SI l’origine de Paris est obscure, plus obscure encore est celle de la cathédrale. Les historiens français les moins éloignés de ses commencements ne s’accordent pas entre eux, même contemporains. Les uns prétendent que la première église de Paris fut fondée par saint Denis vers l’an 250, les autres ont réfuté cette légende, alléguant l’invraisemblance du fait. Comment saint Denis eût-il bâti une église en présence du gouvernement romain, là même où il souffrit le martyre pour s’être déclaré chrétien?

Mais on peut admettre que la conversion de l’empereur Constantin (313) ayant donné paix et relâche à l’église chrétienne, les évêques profitèrent de cette accalmie pour élever, à Paris, un temple de leur religion.

La tenue d’un premier concile à Paris, en 360, fait incontesté, semble prouver l’existence d’une église dans la Cité. Plusieurs témoignages authentiques du VIIe, du vine et du IXe siècle prouvent aussi que cette première église parisienne existait seule, et sous l’invocation de Saint-Étienne, jusqu’au règne de Childebert Ier.

Ce prince, sur les conseils de saint Germain, entreprit de rebâtir l’église de Paris devenue trop petite pour un clergé trop nombreux, et un peuple considérable de fidèles fervents. Cette première église, Saint-Étienne, avait été fondée à la pointe Orientale de l’Ile, c’est-à-dire sur l’emplacement ou à peu près de Notre-Dame actuelle; Childebert construisit sa basilique en 555, partie sur les ruines de l’ancienne église, partie sur celles d’un temple des Nautes parisiens, dont les matériaux furent employés dans la construction de Notre-Dame.

BASILIQUE DE NOTRE-DAME. — FAÇADE


L’édifice de ces Nautes parisiens, qu’il ne faudrait pas croire avoir été des bateliers, mais bien des trafiquants et commerçants riches, puisqu’ils avaient, sous Tibère, élevé de leurs deniers un temple à Jupiter, le temple de ces payens, disons-nous, fut démoli en 554 par édit de Childebert qui ordonnait la destruction générale des idoles et temples élevés aux faux dieux. Et lorsqu’on creusa dans Notre-Dame une crypte destinée à la sépulture des archevêques de Paris, les terrassiers déterrèrent neuf pierres carrées dont cinq sculptées en bas-relief, avec des inscriptions latines. Ces neuf pierres étaient confondues dans l’énorme massif de deux murs antiques appliqués l’un sur l’autre et qui traversaient le chœur dans sa largeur. Les figures et les légendes de ces pierres exercèrent longtemps la sagacité des archéologues.

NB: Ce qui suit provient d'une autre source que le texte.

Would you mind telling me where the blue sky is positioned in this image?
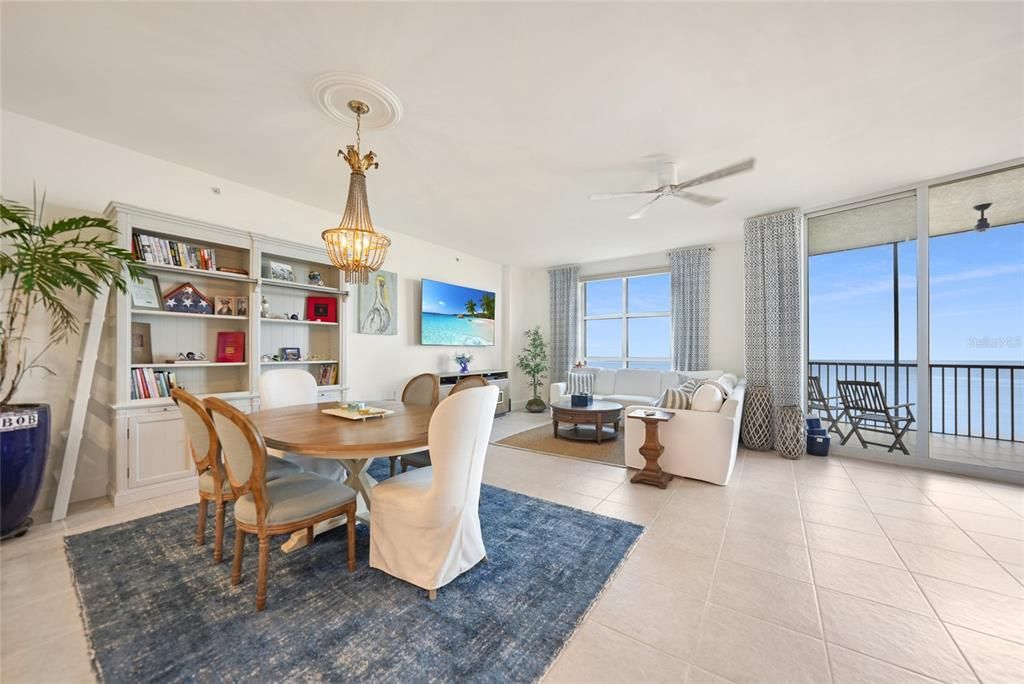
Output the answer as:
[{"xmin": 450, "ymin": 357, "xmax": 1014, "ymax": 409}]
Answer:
[
  {"xmin": 423, "ymin": 280, "xmax": 495, "ymax": 315},
  {"xmin": 586, "ymin": 273, "xmax": 671, "ymax": 357},
  {"xmin": 808, "ymin": 223, "xmax": 1024, "ymax": 362}
]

C’est dans Notre-Dame que vint se réfugier, après le meurtre de Chilpéric son mari, la reine Frédegonde, poursuivie par Childebert II, roi d’Austrasie. Elle y avait apporté ses trésors, et ne cessa, dit l’historien Aimoin, d’y commettre ses forfaits et ses violences, sans crainte de Dieu et de sa divine mère, dans leur propre maison. Enfin un document de l’an 861 établit que l’église cathédrale se composait alors de deux édifices, le vieux Saint-Étienne et Notre-Dame, basilique. La réalité de ces deux vocables Saint-Étienne et Notre-Dame réunis dans la Cité est un fait acquis, sans contestation possible, à l’histoire.

La basilique de Childebert n’échappa point, disent les historiens, aux incendies, au pillage des Normands. L’abbé Le Bœuf prétend qu’en 857, à la deuxième invasion, elle fut détruite, et que Saint-Étienne fut seule épargnée. Il parait constant qu’au siège de Paris par ces mêmes Normands, en 886, la chàsse de Saint-Germain fut apportée dans la Cité par les religieux de l’abbaye, mal protégés en rase campagne, et que cette vénérable relique fut mise en sûreté dans la cathédrale de Saint-Étienne.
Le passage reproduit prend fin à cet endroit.